On 9/7/2014 8:09 PM, Digimer wrote:
I'm not so familiar with software RAID, but I would be surprised if there isn't a way to force write-through caching. If this is possible, then Valeri's concern can be addressed (at the cost of performance).
software raid on enterprise grade JBOD *is* write-through caching. the OS will only cache writes til an fsync/fdatasync/etc and then it will flush them to the md device, which will immediately flush them to the physical media. where it goes sideways is when you use cheap consumer grade desktop drives, those often lie about write complete to improve windows performance... but these would be a problem with or without mdraid, indeed, they would be a problem with hardware raid, too.
this is why I really like ZFS (on solaris and bsd, at least), because it timestamps and checksums every block it writes to disk... a conventional raid1, if the two copies don't match, you don't know which one is the 'right' one. the ZFS scrub process will check these timestamps and crc's, and correct the 'wrong' block.
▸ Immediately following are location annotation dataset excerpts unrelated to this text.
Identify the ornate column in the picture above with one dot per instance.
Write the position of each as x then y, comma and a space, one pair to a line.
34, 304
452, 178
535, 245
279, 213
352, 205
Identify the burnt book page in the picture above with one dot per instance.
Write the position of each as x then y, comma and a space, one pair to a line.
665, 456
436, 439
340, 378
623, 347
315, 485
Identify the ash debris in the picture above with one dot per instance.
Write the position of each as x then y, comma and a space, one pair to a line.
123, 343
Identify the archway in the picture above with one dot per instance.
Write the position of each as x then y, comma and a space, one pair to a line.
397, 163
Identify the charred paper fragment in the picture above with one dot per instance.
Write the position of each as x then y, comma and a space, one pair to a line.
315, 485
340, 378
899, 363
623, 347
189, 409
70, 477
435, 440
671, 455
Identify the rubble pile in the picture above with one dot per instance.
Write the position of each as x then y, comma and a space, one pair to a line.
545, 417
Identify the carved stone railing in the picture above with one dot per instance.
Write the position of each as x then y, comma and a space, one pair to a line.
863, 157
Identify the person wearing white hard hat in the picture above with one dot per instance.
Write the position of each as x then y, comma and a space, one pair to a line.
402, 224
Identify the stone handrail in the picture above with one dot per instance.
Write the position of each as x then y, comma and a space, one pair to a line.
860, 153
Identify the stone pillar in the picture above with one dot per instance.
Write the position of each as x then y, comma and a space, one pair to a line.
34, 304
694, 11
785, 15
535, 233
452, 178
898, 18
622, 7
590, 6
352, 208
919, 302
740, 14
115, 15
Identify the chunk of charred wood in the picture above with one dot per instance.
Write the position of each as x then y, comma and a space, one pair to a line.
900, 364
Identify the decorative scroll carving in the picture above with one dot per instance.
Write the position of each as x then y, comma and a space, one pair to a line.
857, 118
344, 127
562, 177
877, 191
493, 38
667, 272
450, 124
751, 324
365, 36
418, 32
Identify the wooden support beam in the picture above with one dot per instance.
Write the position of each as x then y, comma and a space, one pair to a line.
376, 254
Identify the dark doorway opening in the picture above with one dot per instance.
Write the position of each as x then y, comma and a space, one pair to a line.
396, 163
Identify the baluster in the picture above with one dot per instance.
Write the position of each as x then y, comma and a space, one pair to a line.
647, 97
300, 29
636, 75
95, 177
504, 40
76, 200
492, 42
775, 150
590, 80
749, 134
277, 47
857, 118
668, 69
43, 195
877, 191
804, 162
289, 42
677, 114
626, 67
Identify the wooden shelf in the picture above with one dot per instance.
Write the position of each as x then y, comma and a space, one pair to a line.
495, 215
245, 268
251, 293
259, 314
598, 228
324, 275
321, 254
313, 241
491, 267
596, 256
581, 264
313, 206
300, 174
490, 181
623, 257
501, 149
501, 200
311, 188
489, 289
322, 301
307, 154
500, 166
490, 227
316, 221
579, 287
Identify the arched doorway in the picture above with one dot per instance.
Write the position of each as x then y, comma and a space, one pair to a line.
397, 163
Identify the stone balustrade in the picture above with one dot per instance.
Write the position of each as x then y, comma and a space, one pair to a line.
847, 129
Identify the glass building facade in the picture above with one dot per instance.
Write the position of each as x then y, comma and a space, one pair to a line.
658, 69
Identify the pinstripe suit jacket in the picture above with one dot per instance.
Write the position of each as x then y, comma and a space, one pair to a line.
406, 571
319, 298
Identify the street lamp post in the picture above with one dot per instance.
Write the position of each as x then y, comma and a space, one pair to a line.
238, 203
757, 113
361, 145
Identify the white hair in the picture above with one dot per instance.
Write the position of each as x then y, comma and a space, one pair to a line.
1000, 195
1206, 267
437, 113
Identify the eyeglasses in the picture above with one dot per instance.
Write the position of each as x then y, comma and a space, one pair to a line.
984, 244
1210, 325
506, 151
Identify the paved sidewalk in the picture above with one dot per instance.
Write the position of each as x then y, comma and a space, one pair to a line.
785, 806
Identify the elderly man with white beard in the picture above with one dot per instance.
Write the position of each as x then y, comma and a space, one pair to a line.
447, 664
I did a fair bit of informal(*) benchmarking of some storage systems at work before they were deployed. using a hardware raid card such as a LSI Megaraid 9260 with 2GB BBU cache, (or HP P410i or similar) is most certainly faster at transactional database style random read/write testing than using a simple SAS2 JBOD controller. But using mdraid with the Megaraid configured just as a bunch of disks, gave the same results if writeback caching was enabled in the controller. At different times, using different-but-similar SAS2 raid cards, I benchmarked 10-20 disk raids in various levels like 10, 5, 6, 50, and 60, built with 7200RPM SAS2 'nearline server' drives, 7200rpm SATA desktop drives, and 15000rpm SAS2 enterprise server drives. For an OLTP style database server under high concurrency and high transaction/second rates, raid10 with lots of 15k disks is definitely the way to go. for bulk file storage that's write-once and read-mostly, raid 5, 6, 60 perform adequately.
(*) my methodology was ad-hoc rather than rigorous, I primarily observed trends, so I can't publish any hard data to back these conclusions.. My tests including postgresql with pgbench, and various bonnie++ and iozone tests. most of these tests were on Xeon X5600 class servers with 8-12 cores, and 24-48GB ram.